GRIEG; STRAUSS Cello Sonatas (Rosen & Walters)
View record and artist detailsRecord and Artist Details
Composer or Director: Edvard Grieg, Richard Strauss
Genre:
Chamber
Label: Bridge
Magazine Review Date: 02/2019
Media Format: CD or Download
Media Runtime: 52
Mastering:
DDD
Catalogue Number: BRIDGE9512
Tracks:
Composition | Artist Credit |
---|---|
Sonata for Cello and Piano |
Edvard Grieg, Composer
Edvard Grieg, Composer Marcy Rosen, Cello Susan Walters, Piano |
Author: Donald Rosenberg
Strauss was all of 18 when he composed the Sonata in F major, Op 6. The score reveals a young man of formidable artistic gifts, however indebted the writing may be to past composers, especially Mendelssohn. Each movement evinces Strauss’s ability to spin melodic material of considerable appeal and even lusciousness, while also building cogent structures. The music is by turns sweeping, poignant and impish, qualities Rosen – a cellist of grand and subtle expressivity – and Walters set forth with uncommon vibrancy.

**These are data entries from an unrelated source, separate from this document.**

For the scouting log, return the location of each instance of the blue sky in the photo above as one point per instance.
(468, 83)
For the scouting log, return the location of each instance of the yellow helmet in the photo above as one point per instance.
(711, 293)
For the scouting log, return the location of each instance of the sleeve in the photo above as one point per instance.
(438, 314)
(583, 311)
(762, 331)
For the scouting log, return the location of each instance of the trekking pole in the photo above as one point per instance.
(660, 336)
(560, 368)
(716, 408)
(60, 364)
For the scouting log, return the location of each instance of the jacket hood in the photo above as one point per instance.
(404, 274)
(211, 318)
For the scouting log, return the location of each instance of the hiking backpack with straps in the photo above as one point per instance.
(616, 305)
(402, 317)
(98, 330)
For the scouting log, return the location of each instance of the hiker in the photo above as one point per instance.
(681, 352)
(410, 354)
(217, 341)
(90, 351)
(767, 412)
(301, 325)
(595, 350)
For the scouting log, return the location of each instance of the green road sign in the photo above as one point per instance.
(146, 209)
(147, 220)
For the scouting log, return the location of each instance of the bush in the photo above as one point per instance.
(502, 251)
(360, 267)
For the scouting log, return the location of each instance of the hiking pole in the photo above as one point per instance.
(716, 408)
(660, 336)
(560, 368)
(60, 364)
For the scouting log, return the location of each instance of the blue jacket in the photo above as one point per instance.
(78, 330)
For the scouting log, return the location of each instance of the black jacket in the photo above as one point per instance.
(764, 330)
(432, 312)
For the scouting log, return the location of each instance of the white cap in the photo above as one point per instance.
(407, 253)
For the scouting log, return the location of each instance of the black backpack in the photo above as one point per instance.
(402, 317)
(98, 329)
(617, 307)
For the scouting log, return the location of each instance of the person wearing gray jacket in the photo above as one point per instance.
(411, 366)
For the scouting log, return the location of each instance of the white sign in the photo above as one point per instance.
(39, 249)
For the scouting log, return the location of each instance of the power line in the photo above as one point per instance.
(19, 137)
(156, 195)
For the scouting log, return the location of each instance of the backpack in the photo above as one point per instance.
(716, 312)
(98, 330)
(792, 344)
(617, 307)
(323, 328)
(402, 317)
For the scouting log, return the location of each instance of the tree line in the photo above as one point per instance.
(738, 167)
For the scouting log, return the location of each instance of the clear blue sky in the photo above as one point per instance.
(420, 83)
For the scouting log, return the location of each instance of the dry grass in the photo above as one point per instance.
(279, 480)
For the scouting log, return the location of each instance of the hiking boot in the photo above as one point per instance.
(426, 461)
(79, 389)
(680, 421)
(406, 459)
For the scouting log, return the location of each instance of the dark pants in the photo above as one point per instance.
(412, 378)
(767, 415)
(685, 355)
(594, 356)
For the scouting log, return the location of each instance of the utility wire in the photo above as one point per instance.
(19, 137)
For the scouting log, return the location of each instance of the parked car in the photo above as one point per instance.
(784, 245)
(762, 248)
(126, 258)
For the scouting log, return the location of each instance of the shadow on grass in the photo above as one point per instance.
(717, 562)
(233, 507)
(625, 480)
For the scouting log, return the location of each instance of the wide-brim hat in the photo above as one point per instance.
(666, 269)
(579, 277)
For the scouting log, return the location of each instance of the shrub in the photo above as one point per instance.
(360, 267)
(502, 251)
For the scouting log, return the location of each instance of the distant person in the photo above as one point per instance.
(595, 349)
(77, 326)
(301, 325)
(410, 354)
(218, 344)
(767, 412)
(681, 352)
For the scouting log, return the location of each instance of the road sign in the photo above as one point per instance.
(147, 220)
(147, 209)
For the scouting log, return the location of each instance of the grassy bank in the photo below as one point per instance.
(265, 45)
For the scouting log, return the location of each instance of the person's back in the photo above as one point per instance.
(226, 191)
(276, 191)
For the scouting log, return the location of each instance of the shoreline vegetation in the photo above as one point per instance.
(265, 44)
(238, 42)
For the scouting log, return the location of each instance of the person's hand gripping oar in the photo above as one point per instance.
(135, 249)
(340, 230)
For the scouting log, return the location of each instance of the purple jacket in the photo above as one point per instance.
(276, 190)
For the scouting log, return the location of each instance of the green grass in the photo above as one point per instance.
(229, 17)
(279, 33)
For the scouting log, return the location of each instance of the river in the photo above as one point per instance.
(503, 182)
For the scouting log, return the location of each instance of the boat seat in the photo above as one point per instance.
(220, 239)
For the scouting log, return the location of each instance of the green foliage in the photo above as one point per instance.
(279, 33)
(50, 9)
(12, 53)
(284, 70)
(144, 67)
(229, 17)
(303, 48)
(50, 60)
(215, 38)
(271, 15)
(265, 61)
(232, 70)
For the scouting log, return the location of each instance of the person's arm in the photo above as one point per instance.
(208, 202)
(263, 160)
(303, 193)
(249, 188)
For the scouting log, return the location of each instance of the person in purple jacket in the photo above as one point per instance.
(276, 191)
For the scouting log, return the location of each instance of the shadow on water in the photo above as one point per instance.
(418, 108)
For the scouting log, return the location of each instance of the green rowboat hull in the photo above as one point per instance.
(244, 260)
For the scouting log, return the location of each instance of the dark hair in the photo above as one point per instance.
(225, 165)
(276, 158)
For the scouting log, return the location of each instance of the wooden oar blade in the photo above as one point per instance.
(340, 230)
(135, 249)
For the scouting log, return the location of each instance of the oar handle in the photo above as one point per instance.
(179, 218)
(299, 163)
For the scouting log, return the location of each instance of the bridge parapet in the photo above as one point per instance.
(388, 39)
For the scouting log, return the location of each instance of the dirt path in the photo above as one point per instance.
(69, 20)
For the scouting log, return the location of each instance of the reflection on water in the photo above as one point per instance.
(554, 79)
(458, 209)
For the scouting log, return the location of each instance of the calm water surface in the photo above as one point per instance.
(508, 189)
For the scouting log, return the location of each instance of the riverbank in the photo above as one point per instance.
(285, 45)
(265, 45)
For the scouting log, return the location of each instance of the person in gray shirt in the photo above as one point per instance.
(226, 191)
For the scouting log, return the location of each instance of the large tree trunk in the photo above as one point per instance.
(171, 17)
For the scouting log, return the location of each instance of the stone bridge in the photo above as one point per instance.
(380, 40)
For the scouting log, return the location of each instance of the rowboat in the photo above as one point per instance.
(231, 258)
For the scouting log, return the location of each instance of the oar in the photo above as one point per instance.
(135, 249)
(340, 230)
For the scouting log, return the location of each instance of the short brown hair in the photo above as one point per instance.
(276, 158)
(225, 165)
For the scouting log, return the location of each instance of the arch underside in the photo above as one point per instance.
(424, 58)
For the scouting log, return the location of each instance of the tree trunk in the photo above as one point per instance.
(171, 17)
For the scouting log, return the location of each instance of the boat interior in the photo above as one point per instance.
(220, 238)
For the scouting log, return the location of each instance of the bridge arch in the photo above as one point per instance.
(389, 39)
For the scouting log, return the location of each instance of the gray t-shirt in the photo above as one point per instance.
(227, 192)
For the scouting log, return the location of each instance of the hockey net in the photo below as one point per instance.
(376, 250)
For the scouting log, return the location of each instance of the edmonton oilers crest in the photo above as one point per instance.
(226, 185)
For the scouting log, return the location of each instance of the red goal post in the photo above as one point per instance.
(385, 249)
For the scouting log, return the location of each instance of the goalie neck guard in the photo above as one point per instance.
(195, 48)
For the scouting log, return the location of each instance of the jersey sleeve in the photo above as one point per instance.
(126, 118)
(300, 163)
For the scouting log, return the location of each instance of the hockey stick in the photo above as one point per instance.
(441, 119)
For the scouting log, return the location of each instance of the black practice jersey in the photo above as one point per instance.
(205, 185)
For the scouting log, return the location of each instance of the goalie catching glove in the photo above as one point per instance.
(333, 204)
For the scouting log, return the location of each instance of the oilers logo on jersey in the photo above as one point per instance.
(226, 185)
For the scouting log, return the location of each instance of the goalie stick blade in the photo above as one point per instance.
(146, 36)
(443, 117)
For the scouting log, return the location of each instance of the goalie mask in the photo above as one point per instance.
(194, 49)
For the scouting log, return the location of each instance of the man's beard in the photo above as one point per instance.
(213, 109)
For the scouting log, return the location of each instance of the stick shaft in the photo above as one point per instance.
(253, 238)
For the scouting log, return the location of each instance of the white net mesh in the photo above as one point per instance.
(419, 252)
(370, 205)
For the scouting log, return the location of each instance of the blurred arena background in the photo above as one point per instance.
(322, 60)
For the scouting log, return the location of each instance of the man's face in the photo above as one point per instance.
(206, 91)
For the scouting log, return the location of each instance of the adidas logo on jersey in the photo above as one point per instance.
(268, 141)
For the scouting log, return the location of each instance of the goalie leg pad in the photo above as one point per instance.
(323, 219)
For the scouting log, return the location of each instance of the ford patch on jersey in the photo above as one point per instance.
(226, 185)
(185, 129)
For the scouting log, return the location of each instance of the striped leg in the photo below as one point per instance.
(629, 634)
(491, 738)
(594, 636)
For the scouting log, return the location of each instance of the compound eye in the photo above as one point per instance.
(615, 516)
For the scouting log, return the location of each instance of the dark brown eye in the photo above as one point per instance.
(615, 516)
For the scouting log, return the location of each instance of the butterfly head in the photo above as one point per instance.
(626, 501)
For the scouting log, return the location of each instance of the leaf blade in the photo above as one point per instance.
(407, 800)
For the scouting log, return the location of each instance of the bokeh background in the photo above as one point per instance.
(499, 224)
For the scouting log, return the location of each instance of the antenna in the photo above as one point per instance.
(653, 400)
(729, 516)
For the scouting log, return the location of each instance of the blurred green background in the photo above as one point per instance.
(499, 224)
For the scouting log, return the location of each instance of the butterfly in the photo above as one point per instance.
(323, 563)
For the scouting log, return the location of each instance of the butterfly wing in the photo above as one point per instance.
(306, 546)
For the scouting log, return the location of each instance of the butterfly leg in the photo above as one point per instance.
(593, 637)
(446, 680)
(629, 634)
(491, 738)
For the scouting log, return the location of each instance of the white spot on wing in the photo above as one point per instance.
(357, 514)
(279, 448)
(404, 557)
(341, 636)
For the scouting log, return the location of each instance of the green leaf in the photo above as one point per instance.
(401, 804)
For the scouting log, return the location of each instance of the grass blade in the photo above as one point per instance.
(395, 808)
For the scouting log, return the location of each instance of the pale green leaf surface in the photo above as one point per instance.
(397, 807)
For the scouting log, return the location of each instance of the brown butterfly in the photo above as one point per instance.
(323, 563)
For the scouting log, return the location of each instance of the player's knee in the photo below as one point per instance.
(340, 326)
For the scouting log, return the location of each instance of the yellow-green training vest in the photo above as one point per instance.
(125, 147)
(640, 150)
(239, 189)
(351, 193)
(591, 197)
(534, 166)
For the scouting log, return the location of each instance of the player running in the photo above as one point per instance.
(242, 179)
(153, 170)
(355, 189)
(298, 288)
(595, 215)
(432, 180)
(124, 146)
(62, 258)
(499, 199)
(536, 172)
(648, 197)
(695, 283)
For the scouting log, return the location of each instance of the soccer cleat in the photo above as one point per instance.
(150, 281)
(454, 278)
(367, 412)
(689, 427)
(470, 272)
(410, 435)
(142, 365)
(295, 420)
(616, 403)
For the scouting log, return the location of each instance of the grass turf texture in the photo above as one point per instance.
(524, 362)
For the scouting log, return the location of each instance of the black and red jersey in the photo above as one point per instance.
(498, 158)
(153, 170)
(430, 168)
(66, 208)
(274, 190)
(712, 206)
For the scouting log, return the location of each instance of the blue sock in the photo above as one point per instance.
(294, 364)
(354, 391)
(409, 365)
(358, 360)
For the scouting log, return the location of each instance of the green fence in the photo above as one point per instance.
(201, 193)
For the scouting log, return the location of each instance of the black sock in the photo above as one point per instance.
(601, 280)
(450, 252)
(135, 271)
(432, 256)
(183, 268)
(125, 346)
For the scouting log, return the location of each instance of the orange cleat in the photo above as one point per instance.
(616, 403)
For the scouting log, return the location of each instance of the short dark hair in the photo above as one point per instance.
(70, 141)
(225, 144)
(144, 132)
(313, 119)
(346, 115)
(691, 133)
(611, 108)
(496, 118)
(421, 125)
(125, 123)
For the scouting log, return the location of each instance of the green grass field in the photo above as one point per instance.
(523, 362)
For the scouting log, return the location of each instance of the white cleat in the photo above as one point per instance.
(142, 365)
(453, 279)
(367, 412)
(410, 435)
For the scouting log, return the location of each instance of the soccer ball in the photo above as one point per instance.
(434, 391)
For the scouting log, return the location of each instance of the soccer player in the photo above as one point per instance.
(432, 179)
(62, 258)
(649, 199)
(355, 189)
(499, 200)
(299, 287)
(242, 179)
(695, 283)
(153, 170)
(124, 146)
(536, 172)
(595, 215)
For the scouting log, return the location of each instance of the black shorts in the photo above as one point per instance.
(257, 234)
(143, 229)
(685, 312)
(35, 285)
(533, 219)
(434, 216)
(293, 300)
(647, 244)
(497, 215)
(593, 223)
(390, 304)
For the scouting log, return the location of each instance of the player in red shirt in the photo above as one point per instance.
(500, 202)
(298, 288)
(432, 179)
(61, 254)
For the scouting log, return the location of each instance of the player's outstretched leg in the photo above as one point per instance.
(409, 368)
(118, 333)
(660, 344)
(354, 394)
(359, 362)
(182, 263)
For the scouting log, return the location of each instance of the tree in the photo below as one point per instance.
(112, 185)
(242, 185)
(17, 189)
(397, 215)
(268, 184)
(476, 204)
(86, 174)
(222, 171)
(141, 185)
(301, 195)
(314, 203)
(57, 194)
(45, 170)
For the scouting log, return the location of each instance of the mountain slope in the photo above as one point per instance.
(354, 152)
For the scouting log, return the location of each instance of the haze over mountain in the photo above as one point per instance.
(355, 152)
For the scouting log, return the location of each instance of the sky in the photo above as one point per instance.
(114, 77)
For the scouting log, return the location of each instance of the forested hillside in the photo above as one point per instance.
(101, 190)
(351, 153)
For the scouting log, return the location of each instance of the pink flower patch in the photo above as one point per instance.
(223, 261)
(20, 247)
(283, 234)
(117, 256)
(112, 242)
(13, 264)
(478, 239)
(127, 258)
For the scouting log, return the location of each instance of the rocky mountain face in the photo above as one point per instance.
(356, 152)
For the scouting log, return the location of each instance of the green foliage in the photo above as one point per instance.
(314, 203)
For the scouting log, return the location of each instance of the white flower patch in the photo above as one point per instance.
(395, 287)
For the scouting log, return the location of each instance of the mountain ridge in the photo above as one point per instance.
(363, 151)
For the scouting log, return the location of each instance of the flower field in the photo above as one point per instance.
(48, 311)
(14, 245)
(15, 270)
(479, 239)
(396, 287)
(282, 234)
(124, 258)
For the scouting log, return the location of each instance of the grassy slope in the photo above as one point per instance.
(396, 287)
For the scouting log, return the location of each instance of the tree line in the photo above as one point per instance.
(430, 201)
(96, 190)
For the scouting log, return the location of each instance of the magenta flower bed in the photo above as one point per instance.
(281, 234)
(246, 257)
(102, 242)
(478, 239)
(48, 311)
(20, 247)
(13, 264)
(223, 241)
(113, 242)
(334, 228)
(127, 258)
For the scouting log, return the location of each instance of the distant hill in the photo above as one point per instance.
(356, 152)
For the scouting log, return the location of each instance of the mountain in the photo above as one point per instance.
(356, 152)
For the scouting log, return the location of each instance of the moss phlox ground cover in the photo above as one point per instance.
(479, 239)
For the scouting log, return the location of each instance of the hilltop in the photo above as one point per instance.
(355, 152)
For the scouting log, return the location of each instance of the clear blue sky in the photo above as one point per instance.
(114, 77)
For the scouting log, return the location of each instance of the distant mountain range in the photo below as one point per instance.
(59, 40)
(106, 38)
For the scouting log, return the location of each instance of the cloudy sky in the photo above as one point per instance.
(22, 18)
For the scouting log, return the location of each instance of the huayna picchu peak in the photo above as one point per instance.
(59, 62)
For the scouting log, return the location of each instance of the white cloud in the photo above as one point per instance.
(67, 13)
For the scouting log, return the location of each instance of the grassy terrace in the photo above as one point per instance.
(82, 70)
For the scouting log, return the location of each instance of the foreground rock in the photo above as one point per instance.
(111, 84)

Grieg’s Sonata in A minor, Op 36, is the product of a composer already established in other genres. The piece contains several themes found in other Grieg scores that are imbued in the new contexts with fresh, folk-like allure. The first movement has hints of the composer’s Piano Concerto (from 16 years earlier), while the slow movement moves with quiet eloquence and the finale kicks up its heels by way of dramatic jolts and high spirits.
As in the Strauss, Rosen and Walters bring great depth of phrasing and attack to Grieg’s only work for this pairing. ‘Grieg tended to disparage the cello sonata’, Steven Ledbetter writes in his fine booklet notes, which makes it ever so bittersweet that he didn’t attempt another.